In the last decade, several cases of Nile Virus had been documented in horses, and very sporadically in humans. However, overcrowding this year due to rain and small masses of stagnant water due to confinement has led to an increase in cases, especially in the Bajo Guadalquivir region, a marsh area.

During the summer the regional government detected infected horses and even birds in  Seville, Cádiz and Huelva, as well as in Catalonia. But now there are also human cases in the first two provinces.

The recent outbreak of Nile Virus, the most serious of those registered so far in Spain, has already claimed the lives of three people between 70 and 85 years old. Also, a family in Seville attributes the death of a 70-year-old man to this disease, whose contagion was confirmed, despite the fact that he had been discharged days before.

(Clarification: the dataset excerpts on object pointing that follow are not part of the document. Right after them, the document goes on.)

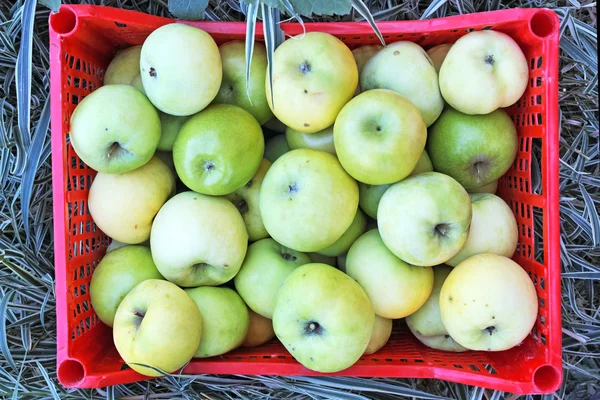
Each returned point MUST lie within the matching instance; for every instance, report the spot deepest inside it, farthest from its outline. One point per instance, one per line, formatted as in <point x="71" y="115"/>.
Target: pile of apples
<point x="377" y="203"/>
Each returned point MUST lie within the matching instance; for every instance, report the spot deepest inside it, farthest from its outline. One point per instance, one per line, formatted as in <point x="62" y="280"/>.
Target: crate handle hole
<point x="543" y="23"/>
<point x="64" y="21"/>
<point x="70" y="372"/>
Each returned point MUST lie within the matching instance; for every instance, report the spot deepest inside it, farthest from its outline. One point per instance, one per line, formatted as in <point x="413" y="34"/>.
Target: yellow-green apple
<point x="218" y="150"/>
<point x="322" y="140"/>
<point x="370" y="195"/>
<point x="379" y="137"/>
<point x="157" y="324"/>
<point x="115" y="129"/>
<point x="307" y="200"/>
<point x="117" y="273"/>
<point x="314" y="75"/>
<point x="123" y="206"/>
<point x="483" y="71"/>
<point x="342" y="245"/>
<point x="438" y="55"/>
<point x="396" y="289"/>
<point x="493" y="229"/>
<point x="266" y="266"/>
<point x="405" y="67"/>
<point x="181" y="71"/>
<point x="225" y="319"/>
<point x="276" y="147"/>
<point x="198" y="240"/>
<point x="380" y="335"/>
<point x="426" y="323"/>
<point x="260" y="330"/>
<point x="234" y="88"/>
<point x="124" y="67"/>
<point x="473" y="149"/>
<point x="488" y="302"/>
<point x="425" y="219"/>
<point x="323" y="318"/>
<point x="246" y="201"/>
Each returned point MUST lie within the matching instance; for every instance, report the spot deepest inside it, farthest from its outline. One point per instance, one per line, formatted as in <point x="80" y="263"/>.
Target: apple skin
<point x="260" y="330"/>
<point x="426" y="323"/>
<point x="405" y="67"/>
<point x="225" y="320"/>
<point x="117" y="273"/>
<point x="473" y="149"/>
<point x="123" y="206"/>
<point x="276" y="147"/>
<point x="323" y="318"/>
<point x="234" y="89"/>
<point x="218" y="150"/>
<point x="354" y="231"/>
<point x="159" y="325"/>
<point x="370" y="195"/>
<point x="246" y="201"/>
<point x="124" y="67"/>
<point x="379" y="137"/>
<point x="307" y="200"/>
<point x="438" y="55"/>
<point x="396" y="289"/>
<point x="322" y="140"/>
<point x="115" y="129"/>
<point x="381" y="334"/>
<point x="198" y="240"/>
<point x="265" y="268"/>
<point x="483" y="71"/>
<point x="493" y="229"/>
<point x="181" y="70"/>
<point x="425" y="219"/>
<point x="314" y="75"/>
<point x="489" y="303"/>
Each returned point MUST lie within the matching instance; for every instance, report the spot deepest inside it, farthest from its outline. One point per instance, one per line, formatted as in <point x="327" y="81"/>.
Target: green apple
<point x="341" y="246"/>
<point x="198" y="240"/>
<point x="260" y="330"/>
<point x="483" y="71"/>
<point x="170" y="125"/>
<point x="276" y="147"/>
<point x="370" y="195"/>
<point x="323" y="318"/>
<point x="380" y="335"/>
<point x="181" y="69"/>
<point x="225" y="320"/>
<point x="246" y="201"/>
<point x="266" y="266"/>
<point x="489" y="303"/>
<point x="234" y="89"/>
<point x="473" y="149"/>
<point x="115" y="129"/>
<point x="437" y="54"/>
<point x="218" y="150"/>
<point x="425" y="219"/>
<point x="426" y="323"/>
<point x="405" y="67"/>
<point x="491" y="187"/>
<point x="396" y="289"/>
<point x="117" y="273"/>
<point x="123" y="206"/>
<point x="379" y="137"/>
<point x="493" y="229"/>
<point x="157" y="324"/>
<point x="124" y="67"/>
<point x="307" y="200"/>
<point x="314" y="75"/>
<point x="322" y="140"/>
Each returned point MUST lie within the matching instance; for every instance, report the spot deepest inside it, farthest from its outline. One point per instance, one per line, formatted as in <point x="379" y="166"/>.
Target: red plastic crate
<point x="83" y="40"/>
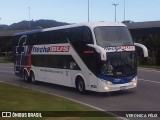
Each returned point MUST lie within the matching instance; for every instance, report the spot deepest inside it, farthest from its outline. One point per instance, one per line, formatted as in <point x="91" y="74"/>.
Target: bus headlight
<point x="107" y="82"/>
<point x="134" y="81"/>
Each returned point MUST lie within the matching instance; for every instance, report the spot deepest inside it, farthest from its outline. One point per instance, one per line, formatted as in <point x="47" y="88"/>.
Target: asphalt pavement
<point x="145" y="97"/>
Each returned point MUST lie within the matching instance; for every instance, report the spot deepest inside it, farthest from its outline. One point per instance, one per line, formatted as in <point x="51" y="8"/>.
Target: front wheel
<point x="80" y="86"/>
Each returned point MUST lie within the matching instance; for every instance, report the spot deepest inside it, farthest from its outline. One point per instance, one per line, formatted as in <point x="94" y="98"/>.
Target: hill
<point x="33" y="24"/>
<point x="7" y="30"/>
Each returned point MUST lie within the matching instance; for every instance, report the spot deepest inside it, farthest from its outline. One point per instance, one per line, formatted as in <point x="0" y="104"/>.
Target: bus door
<point x="66" y="70"/>
<point x="67" y="77"/>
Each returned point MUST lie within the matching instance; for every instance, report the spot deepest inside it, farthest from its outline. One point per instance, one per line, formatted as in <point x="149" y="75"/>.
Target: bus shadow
<point x="74" y="90"/>
<point x="113" y="94"/>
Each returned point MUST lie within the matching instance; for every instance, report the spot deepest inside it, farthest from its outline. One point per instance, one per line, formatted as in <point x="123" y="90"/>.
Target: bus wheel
<point x="32" y="78"/>
<point x="80" y="85"/>
<point x="25" y="76"/>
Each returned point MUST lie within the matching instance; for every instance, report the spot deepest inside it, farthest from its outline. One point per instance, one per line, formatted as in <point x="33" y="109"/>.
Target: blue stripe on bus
<point x="117" y="80"/>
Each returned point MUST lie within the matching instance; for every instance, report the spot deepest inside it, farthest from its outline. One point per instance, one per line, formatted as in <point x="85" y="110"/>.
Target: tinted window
<point x="113" y="36"/>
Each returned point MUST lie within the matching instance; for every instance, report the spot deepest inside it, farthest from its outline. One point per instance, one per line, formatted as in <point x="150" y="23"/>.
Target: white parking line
<point x="5" y="67"/>
<point x="2" y="71"/>
<point x="149" y="81"/>
<point x="149" y="69"/>
<point x="94" y="107"/>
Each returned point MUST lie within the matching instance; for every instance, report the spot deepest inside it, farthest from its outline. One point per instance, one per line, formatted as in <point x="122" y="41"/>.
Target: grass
<point x="15" y="98"/>
<point x="150" y="66"/>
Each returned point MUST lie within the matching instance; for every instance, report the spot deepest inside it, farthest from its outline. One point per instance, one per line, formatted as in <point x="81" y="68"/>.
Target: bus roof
<point x="91" y="25"/>
<point x="88" y="24"/>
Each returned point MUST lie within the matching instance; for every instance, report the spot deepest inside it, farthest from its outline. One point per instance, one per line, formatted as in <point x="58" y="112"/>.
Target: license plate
<point x="122" y="87"/>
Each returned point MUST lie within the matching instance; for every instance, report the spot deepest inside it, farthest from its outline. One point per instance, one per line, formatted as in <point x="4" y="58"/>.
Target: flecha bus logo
<point x="47" y="49"/>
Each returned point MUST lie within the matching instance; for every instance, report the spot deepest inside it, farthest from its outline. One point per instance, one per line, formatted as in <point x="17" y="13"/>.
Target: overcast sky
<point x="75" y="11"/>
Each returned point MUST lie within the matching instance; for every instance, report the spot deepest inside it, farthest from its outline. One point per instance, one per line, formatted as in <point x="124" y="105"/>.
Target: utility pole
<point x="124" y="10"/>
<point x="29" y="17"/>
<point x="115" y="5"/>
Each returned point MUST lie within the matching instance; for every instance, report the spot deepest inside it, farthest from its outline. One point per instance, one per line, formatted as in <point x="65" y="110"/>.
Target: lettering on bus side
<point x="45" y="49"/>
<point x="120" y="48"/>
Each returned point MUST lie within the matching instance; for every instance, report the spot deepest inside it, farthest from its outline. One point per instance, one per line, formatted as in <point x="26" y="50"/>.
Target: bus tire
<point x="80" y="85"/>
<point x="32" y="77"/>
<point x="25" y="76"/>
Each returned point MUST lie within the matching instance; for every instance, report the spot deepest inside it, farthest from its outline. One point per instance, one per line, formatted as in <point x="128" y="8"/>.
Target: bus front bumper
<point x="105" y="86"/>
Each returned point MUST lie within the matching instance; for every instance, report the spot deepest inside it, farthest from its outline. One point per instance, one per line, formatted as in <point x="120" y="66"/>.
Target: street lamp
<point x="124" y="10"/>
<point x="29" y="16"/>
<point x="88" y="10"/>
<point x="115" y="10"/>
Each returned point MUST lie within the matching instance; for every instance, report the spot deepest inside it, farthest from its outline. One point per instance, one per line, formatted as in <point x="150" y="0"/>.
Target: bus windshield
<point x="113" y="36"/>
<point x="119" y="64"/>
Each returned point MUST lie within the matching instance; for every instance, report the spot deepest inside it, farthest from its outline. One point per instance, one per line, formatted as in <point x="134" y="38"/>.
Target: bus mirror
<point x="145" y="50"/>
<point x="99" y="50"/>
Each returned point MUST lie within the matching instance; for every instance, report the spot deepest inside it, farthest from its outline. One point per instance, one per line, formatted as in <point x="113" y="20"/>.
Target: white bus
<point x="91" y="56"/>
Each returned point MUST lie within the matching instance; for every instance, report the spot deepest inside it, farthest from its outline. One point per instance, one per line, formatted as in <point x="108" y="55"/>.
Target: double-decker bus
<point x="91" y="56"/>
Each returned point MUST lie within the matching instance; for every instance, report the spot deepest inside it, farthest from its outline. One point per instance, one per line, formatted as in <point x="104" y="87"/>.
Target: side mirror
<point x="99" y="50"/>
<point x="145" y="50"/>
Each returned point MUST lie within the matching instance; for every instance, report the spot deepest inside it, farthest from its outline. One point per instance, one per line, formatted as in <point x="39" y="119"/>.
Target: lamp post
<point x="115" y="11"/>
<point x="29" y="9"/>
<point x="124" y="10"/>
<point x="88" y="10"/>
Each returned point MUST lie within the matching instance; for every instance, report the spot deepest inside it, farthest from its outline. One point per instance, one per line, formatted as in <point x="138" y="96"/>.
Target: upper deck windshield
<point x="113" y="36"/>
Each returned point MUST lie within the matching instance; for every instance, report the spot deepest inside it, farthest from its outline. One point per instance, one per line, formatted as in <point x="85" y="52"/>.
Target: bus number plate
<point x="122" y="87"/>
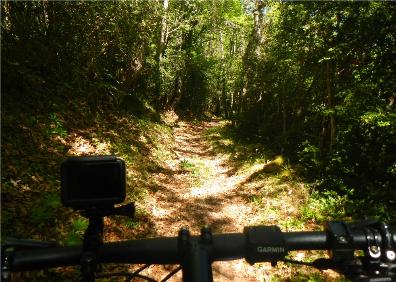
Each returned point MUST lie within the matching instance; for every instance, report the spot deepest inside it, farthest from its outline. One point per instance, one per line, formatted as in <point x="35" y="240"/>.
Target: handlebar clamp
<point x="264" y="243"/>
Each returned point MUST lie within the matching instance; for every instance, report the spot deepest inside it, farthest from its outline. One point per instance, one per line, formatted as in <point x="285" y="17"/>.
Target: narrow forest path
<point x="199" y="187"/>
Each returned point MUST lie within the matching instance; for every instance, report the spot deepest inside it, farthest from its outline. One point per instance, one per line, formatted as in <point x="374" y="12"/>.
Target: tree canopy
<point x="314" y="81"/>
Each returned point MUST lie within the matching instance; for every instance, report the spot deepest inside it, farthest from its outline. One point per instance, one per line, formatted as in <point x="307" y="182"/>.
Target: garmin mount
<point x="93" y="185"/>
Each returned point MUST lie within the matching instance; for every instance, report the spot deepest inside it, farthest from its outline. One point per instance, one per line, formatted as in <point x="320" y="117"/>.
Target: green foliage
<point x="324" y="206"/>
<point x="320" y="91"/>
<point x="75" y="236"/>
<point x="45" y="212"/>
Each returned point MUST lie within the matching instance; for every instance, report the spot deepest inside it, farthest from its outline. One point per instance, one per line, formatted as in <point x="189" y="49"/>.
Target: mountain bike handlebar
<point x="256" y="244"/>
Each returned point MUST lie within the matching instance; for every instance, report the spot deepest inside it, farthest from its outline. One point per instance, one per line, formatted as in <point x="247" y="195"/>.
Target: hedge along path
<point x="200" y="187"/>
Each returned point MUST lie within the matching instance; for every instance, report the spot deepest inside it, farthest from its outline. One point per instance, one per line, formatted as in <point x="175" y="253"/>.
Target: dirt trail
<point x="185" y="200"/>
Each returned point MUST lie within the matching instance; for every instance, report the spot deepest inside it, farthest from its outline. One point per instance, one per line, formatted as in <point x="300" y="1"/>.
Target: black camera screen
<point x="93" y="181"/>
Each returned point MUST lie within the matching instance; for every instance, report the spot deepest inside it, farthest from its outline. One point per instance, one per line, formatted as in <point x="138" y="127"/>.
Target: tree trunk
<point x="160" y="51"/>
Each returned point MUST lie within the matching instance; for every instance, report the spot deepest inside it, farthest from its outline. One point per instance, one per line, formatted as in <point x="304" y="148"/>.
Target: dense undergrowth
<point x="35" y="142"/>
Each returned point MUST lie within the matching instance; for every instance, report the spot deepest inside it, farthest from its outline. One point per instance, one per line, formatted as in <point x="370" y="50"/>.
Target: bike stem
<point x="196" y="256"/>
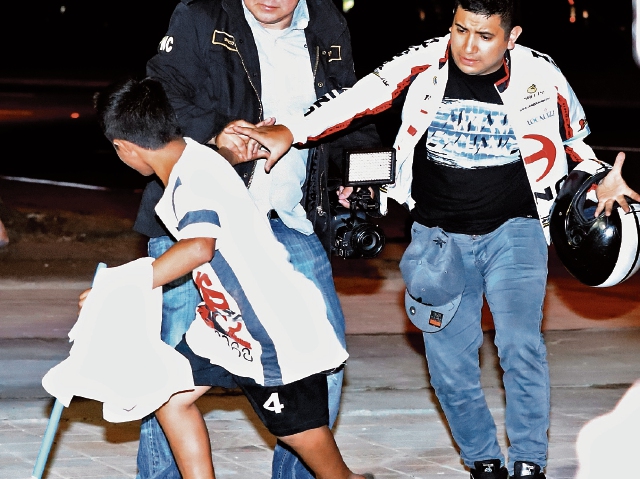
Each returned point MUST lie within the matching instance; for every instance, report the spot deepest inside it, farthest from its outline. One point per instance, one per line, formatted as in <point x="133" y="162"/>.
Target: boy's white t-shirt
<point x="260" y="318"/>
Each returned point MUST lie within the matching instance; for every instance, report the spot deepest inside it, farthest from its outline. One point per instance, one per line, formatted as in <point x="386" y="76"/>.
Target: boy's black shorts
<point x="284" y="410"/>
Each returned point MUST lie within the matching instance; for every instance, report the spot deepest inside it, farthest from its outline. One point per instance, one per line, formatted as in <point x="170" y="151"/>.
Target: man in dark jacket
<point x="228" y="61"/>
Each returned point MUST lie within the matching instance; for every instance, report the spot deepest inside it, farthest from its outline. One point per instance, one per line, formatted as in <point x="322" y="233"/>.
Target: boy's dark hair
<point x="506" y="9"/>
<point x="137" y="111"/>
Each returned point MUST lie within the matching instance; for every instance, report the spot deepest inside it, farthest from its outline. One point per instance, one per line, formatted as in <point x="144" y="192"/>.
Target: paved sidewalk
<point x="389" y="423"/>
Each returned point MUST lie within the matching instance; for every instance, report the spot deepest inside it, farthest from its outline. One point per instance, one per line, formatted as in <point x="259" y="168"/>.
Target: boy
<point x="250" y="333"/>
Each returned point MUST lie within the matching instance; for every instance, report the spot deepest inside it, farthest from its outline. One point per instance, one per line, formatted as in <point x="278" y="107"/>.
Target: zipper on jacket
<point x="315" y="67"/>
<point x="260" y="114"/>
<point x="319" y="208"/>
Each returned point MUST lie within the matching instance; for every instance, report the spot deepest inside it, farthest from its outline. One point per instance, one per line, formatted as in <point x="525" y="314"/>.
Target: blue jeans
<point x="155" y="460"/>
<point x="509" y="267"/>
<point x="179" y="301"/>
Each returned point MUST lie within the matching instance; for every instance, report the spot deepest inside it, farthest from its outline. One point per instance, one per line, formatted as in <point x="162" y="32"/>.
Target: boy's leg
<point x="309" y="258"/>
<point x="187" y="434"/>
<point x="318" y="449"/>
<point x="179" y="301"/>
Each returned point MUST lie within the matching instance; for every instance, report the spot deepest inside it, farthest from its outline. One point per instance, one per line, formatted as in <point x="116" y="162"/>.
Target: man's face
<point x="274" y="14"/>
<point x="478" y="43"/>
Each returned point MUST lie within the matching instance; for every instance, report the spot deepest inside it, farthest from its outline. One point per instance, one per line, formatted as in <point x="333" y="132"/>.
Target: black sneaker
<point x="490" y="469"/>
<point x="528" y="470"/>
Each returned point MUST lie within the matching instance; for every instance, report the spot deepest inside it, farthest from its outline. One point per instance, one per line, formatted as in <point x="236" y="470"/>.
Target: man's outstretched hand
<point x="613" y="189"/>
<point x="277" y="139"/>
<point x="240" y="148"/>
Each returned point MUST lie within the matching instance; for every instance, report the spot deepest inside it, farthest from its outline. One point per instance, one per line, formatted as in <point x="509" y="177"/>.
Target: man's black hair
<point x="137" y="111"/>
<point x="506" y="9"/>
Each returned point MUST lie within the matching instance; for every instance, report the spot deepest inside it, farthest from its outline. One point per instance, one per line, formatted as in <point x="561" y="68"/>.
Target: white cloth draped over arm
<point x="117" y="356"/>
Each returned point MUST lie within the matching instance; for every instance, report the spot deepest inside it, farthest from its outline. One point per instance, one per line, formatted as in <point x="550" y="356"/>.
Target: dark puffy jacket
<point x="208" y="64"/>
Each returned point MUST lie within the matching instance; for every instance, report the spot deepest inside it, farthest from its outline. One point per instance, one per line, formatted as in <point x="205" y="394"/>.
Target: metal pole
<point x="52" y="427"/>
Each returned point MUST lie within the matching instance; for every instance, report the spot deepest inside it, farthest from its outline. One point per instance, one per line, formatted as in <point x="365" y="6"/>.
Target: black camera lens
<point x="367" y="240"/>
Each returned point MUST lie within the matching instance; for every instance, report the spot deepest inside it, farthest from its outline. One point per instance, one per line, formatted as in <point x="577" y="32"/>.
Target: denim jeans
<point x="309" y="257"/>
<point x="509" y="267"/>
<point x="179" y="301"/>
<point x="155" y="460"/>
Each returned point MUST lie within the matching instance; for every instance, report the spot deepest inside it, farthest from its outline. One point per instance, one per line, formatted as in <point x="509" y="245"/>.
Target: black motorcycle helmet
<point x="601" y="251"/>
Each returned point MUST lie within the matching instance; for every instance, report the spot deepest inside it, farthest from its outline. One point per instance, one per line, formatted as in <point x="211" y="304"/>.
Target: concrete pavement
<point x="390" y="422"/>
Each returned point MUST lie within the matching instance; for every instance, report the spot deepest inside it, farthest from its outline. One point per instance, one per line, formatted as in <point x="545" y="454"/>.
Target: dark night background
<point x="58" y="53"/>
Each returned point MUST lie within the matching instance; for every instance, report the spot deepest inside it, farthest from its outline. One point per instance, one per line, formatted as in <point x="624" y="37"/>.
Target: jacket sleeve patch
<point x="224" y="39"/>
<point x="335" y="53"/>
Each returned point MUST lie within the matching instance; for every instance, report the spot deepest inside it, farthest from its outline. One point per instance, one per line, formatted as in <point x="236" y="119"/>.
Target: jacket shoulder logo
<point x="166" y="44"/>
<point x="335" y="53"/>
<point x="224" y="39"/>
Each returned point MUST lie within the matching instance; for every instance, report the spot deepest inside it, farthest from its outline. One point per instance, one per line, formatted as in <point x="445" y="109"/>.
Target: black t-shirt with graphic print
<point x="468" y="175"/>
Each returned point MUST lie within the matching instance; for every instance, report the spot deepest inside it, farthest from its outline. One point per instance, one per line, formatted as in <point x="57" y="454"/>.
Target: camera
<point x="366" y="171"/>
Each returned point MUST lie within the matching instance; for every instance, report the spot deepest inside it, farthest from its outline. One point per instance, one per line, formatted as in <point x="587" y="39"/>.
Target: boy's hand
<point x="613" y="189"/>
<point x="242" y="147"/>
<point x="276" y="138"/>
<point x="83" y="296"/>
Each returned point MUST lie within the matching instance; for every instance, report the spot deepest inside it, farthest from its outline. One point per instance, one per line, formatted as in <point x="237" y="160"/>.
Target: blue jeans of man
<point x="509" y="267"/>
<point x="155" y="460"/>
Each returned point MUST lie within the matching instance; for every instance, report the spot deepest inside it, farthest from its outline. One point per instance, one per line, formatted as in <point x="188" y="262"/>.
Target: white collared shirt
<point x="287" y="93"/>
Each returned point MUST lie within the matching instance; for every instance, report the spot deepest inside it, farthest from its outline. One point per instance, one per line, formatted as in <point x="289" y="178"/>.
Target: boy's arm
<point x="182" y="258"/>
<point x="276" y="138"/>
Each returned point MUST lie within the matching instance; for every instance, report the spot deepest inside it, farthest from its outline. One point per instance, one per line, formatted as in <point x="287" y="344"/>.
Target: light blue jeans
<point x="155" y="460"/>
<point x="509" y="267"/>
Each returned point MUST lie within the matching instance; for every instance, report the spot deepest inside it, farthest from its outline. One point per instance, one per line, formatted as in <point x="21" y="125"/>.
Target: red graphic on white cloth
<point x="547" y="152"/>
<point x="216" y="312"/>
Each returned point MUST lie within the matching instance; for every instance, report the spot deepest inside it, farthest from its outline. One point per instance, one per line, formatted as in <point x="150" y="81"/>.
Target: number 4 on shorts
<point x="273" y="404"/>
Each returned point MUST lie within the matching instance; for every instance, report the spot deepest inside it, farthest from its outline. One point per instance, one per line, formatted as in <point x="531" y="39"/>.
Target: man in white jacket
<point x="489" y="131"/>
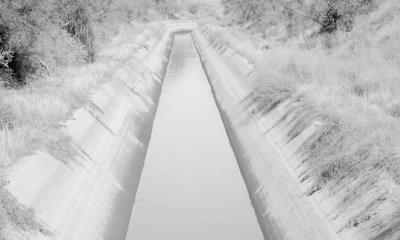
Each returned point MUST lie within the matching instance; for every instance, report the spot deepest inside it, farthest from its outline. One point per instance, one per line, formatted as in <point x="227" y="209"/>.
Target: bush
<point x="33" y="32"/>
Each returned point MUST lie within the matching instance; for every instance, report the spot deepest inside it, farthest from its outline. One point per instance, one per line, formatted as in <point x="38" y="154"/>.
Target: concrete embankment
<point x="267" y="161"/>
<point x="93" y="199"/>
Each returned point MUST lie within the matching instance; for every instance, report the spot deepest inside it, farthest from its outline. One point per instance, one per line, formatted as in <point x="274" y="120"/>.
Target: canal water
<point x="191" y="187"/>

As there is no vaccine for the Nile Virus, the only way to avoid getting infected is prevention, through repellants, mosquito nets or avoiding being outdoors in the hours of greatest activity of insects.

The municipalities and provincial councils of the three affected Andalucian provinces have already carried out fumigations in town centres and public areas, while the regional executive has designed an emergency plan with fumigations using drones in specific areas of swamps and rice fields.